From 1978 to 1996, he was employed by NGOs, the United Nations and the Dutch Government working in Mali, Burkina Faso, Djibouti, Malaysia, New York, Washington and The Hague. van Hulten was a researcher specializing on corruption and integrity in the New York Headquarters of UNDP in 1984–1986.

He was Professor Governance (2007–2015) at SAXION University of Applied Sciences, School of Governance, Law and Urban Development. He worked for the World Bank (Global Coalition for Africa (1991–1996) and with NGOs with an anti-corruption focus, among others in Slovenia 2000–2002.

The parliamentary elections in 1994, he was a candidate on behalf of D66, but he was not elected. In 1994–98, he was chairman of the program committee of D66.

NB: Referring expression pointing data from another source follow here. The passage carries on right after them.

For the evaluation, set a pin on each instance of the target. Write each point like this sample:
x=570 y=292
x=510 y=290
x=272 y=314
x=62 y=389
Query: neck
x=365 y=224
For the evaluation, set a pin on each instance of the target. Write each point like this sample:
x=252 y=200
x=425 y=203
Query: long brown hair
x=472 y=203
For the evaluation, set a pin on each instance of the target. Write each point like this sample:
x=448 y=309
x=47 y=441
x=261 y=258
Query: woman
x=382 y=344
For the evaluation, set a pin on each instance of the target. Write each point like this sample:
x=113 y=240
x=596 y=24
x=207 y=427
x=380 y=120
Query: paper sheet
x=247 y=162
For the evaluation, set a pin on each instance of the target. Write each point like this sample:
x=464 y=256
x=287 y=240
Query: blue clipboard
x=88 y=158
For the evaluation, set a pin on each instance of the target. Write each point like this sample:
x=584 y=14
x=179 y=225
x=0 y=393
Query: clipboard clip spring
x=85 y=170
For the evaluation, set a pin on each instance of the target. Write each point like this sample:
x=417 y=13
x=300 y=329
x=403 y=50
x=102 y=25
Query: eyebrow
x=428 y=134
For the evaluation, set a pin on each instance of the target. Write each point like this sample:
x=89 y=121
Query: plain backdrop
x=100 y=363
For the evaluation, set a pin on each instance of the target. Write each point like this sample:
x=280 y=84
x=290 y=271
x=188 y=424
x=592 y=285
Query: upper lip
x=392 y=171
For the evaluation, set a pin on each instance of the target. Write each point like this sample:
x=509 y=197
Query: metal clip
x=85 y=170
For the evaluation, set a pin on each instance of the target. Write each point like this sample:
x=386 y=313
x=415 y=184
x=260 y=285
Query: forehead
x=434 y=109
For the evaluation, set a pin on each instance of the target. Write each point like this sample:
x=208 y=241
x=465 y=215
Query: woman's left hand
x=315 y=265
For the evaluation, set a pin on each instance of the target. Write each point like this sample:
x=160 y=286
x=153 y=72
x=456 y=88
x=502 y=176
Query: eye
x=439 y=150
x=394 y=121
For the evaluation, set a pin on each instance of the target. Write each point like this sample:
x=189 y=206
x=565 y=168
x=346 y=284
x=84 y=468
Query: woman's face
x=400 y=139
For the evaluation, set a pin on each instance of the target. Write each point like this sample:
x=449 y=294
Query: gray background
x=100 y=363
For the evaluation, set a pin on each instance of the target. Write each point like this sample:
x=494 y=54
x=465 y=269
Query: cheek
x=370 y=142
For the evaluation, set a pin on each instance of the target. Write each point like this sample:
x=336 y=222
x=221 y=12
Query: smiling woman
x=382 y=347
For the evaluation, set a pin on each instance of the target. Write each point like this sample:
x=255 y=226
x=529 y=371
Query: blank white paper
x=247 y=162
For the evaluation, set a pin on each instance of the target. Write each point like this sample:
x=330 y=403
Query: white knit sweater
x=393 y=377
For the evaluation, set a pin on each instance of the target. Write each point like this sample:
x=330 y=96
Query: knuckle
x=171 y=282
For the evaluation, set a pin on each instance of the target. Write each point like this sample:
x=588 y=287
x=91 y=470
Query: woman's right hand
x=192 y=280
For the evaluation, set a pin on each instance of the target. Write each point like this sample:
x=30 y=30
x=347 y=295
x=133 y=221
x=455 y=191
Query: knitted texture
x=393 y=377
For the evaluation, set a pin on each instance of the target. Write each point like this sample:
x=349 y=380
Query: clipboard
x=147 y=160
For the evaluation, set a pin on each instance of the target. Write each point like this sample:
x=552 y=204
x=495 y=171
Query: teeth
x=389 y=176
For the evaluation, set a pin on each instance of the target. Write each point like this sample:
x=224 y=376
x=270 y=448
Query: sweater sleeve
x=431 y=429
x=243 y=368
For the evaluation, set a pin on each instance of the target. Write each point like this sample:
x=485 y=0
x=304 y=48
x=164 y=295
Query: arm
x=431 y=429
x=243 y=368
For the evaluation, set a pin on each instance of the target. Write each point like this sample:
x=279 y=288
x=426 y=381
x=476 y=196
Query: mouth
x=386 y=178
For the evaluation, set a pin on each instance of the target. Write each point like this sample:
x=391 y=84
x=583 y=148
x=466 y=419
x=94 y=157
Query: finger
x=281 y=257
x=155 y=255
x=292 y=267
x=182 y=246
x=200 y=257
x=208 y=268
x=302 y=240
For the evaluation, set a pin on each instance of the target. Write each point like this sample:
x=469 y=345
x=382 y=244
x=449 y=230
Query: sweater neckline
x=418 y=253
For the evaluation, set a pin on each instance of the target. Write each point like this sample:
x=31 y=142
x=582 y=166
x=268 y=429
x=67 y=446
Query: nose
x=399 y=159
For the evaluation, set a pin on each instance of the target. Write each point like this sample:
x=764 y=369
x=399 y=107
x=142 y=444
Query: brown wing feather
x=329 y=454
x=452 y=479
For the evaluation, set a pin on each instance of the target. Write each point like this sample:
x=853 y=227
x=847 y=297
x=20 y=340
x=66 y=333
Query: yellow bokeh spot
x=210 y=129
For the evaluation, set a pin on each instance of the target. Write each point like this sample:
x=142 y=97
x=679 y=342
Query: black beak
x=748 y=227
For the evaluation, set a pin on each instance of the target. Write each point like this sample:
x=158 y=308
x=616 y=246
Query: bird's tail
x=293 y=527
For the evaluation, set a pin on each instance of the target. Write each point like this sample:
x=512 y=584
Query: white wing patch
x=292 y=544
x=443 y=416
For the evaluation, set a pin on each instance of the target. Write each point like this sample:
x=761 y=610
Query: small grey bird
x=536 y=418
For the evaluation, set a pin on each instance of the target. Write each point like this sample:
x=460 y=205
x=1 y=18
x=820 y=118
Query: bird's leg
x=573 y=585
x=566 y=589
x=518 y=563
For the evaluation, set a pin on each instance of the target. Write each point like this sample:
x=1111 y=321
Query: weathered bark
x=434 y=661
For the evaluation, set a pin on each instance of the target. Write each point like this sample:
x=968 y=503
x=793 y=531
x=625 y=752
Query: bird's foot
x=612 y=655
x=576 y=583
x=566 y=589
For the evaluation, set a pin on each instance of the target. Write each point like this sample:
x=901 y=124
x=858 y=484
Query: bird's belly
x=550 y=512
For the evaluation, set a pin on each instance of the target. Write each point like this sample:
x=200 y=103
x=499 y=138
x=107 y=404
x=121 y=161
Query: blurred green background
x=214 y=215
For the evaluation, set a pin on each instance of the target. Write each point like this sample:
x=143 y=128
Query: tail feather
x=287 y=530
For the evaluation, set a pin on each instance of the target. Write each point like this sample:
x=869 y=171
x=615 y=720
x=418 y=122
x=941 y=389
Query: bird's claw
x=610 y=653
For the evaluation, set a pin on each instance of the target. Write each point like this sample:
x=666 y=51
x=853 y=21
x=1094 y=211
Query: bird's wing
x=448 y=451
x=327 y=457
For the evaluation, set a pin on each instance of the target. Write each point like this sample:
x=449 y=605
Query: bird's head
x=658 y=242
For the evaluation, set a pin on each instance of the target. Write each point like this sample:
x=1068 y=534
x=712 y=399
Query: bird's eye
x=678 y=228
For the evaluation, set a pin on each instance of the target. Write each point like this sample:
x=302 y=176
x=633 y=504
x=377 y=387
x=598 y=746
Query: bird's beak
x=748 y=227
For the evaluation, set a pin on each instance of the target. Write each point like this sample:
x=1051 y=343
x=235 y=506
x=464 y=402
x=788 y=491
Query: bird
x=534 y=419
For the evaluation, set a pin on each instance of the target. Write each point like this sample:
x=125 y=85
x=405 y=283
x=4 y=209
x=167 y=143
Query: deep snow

Despite retirement, Van Hulten remained active in public debate, as an enthusiastic advocate for free public transport in the Netherlands. He published regularly in the e-magazine www.civismundi.nl.

Michel van Hulten was the father of Michiel van Hulten, Member of the European Parliament (1999–2004) who was the leader of the Labour Party (Dutch: Partij van de Arbeid) PvdA from December 2005 to April 2007.

Van Hulten died of prostate cancer on 1 December 2025, at the age of 95.